With no rest for the wicked, an elixir of basil and marjora – a combination said to be good for blood circulation – signals to the body to sweat (as if I wasn’t already). Thilde moves with the steadiness of a jujitsu master. She’s a martial artist of the sauna, later telling me about the Gus Championships held in Austria each year: “People have their own style, own combinations, own movements and music preferences.” I am both flabbergasted and amused at the idea of a judging panel sitting in near-nudity in a sauna with clipboards.

Next up is the blue camomile – ”precious, expensive, more difficult to come by” – and tea-tree oil, a scent I’ve felt comforted by since the pubescent days of acne woe. While tea tree is antiseptic on the skin, the camomile is anti-inflammatory containing a powerful compound called azulene which is soothing and gives it a blue hue. Like most of the oils Thilde has curated, it is also rejuvenating. What follows is a replenishing cocktail of flowers; geranium, lavender, patchouli, petitgrain and bergamot. The final oil, which contains the skin-healing cicatrizant, was a turning point for my companion who smiled and mumbled something along the lines of “I love Earl Grey tea…” while in lotus position. Breathing through my mouth, I discover, opens the senses beyond what my nose can handle and it is, as my companion astutely asserted, like a sweet cup of tea gently poured over my body and down my oesophagus. That or lavender tea, which is apparently all the rage among plant-based dieters these days.

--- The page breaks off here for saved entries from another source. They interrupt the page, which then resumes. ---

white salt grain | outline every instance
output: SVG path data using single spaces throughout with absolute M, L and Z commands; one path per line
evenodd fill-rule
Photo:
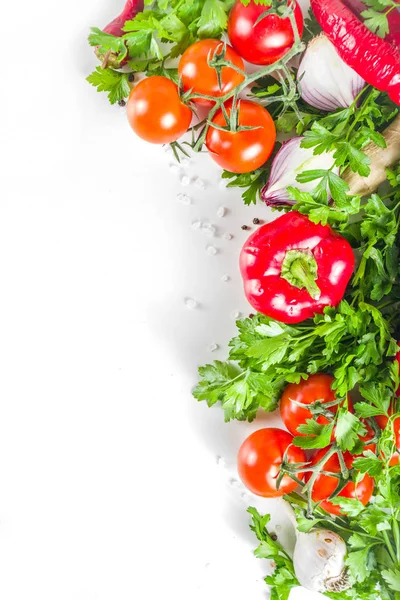
M 226 283 L 227 281 L 230 281 L 229 275 L 222 275 L 221 281 L 223 281 L 224 283 Z
M 219 206 L 218 210 L 217 210 L 217 217 L 219 219 L 222 219 L 222 217 L 224 217 L 226 215 L 226 208 L 225 206 Z
M 233 238 L 233 235 L 231 233 L 224 233 L 224 240 L 231 240 Z
M 210 254 L 210 256 L 215 256 L 218 252 L 218 249 L 212 245 L 207 246 L 206 250 L 207 250 L 207 254 Z
M 197 308 L 198 303 L 194 298 L 185 298 L 185 306 L 186 308 L 190 308 L 190 310 L 194 310 Z
M 214 237 L 215 232 L 216 232 L 216 227 L 215 227 L 215 225 L 212 225 L 212 223 L 203 223 L 203 225 L 201 226 L 201 231 L 207 237 Z
M 193 221 L 192 222 L 192 229 L 201 229 L 201 225 L 202 225 L 201 221 L 198 221 L 198 220 Z
M 189 206 L 189 204 L 192 204 L 192 199 L 187 194 L 180 193 L 177 195 L 176 198 L 178 202 L 181 202 L 181 204 L 185 204 L 185 206 Z
M 183 185 L 184 187 L 186 187 L 189 184 L 190 184 L 190 177 L 188 175 L 182 175 L 182 177 L 181 177 L 181 185 Z
M 218 347 L 219 347 L 219 346 L 218 346 L 218 344 L 215 344 L 215 343 L 213 343 L 213 344 L 210 344 L 210 345 L 208 346 L 208 351 L 209 351 L 209 352 L 215 352 L 216 350 L 218 350 Z
M 196 177 L 196 179 L 194 180 L 194 185 L 199 188 L 199 190 L 204 190 L 206 187 L 206 183 L 203 179 L 200 179 L 200 177 Z

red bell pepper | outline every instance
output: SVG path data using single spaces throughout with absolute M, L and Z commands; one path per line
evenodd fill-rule
M 400 105 L 400 49 L 372 33 L 342 0 L 311 0 L 311 8 L 344 62 Z
M 253 308 L 282 323 L 300 323 L 339 304 L 354 254 L 329 225 L 291 211 L 250 236 L 240 270 Z

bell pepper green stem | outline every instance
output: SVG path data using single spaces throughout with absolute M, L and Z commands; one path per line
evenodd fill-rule
M 288 250 L 282 263 L 281 277 L 299 289 L 305 288 L 318 300 L 321 290 L 316 284 L 318 265 L 310 250 Z

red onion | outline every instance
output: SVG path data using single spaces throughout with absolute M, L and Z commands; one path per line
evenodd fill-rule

Thilde leads us down to the ocean’s waters, just in front of the gleaming white property. Far from freezing, it is still a cool relief following round two’s intense detoxification process. Stage one and two mix grapefruit and pine essence to stimulate the gallbladder, juniper and cedar wood which activates the kidneys and a powerful sandalwood-vetiver combination that engages the uric bladder. Sure enough, I am a peeing machine that evening, despite sweating gallons. “Be sure to hydrate plenty,” reminds Thilde as we float in the blue waters on this cloudless summer’s day. I listen, for she is the gusmester and I am her slave. Her mastery of the non-intrusive detox is the most meditative I’ve experienced. The sun beats down on us as we pat dry our refreshed bodies and make our way back from the sea to the sauna for the final round.

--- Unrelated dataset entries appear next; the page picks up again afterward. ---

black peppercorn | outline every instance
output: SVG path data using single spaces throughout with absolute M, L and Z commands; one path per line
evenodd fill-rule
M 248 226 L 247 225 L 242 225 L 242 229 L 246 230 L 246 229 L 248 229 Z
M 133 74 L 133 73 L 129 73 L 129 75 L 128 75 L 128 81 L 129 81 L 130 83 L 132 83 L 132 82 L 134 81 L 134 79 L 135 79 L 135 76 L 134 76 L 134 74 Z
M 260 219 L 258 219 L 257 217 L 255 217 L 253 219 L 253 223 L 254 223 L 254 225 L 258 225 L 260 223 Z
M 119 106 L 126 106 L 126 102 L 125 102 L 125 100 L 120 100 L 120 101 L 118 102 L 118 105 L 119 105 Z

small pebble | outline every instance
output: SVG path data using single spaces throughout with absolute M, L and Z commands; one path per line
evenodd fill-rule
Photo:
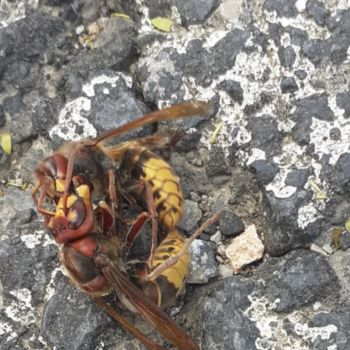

As we enter round three I am a little high, extremely zen and all together unintimidated by the notion of 20 extra minutes of sweltering dry heat. I contemplate a life of gus for myself. I can see myself artfully swishing the white towel and running through healing agents with my favourite music playing.

Thilde tells us more about her training with a saunagus veteran in Copenhagen’s Frederiksberg district: “A woman who’s practiced for years and whose knowledge of essential oils goes as hard and deep as the oils themselves during a proper gus session. She is die hard about it. Completely devoted.” Is this part of a wider cult? I begin to question. Are the oils I’m inhaling intoxicating, bewitching?

The final round of the saunagus session is designed to cleanse and close the body and I’m delighted to breathe in fennel – which purifies the respiratory system – before a heady concoction of herby sage, thyme, rosemary, peppermint, eucalyptus and cajeput (white tea-tree oil). Thilde informs us that these combinations are antiseptic, antifungal, antibacterial and immune boosting. I feel each and every ill-advised menthol cigarette being deleted from my system with each breath.

As we enter the last stages, my body is comfortably familiar with the process; I’m breathing deeply and calmly in perfect time. Lemongrass wafts over me, signalling to the body to stop sweating. A final dunk in the plunge pool, a paleo lunch and a rosé on the terrace later and I’m reborn into the church of gus.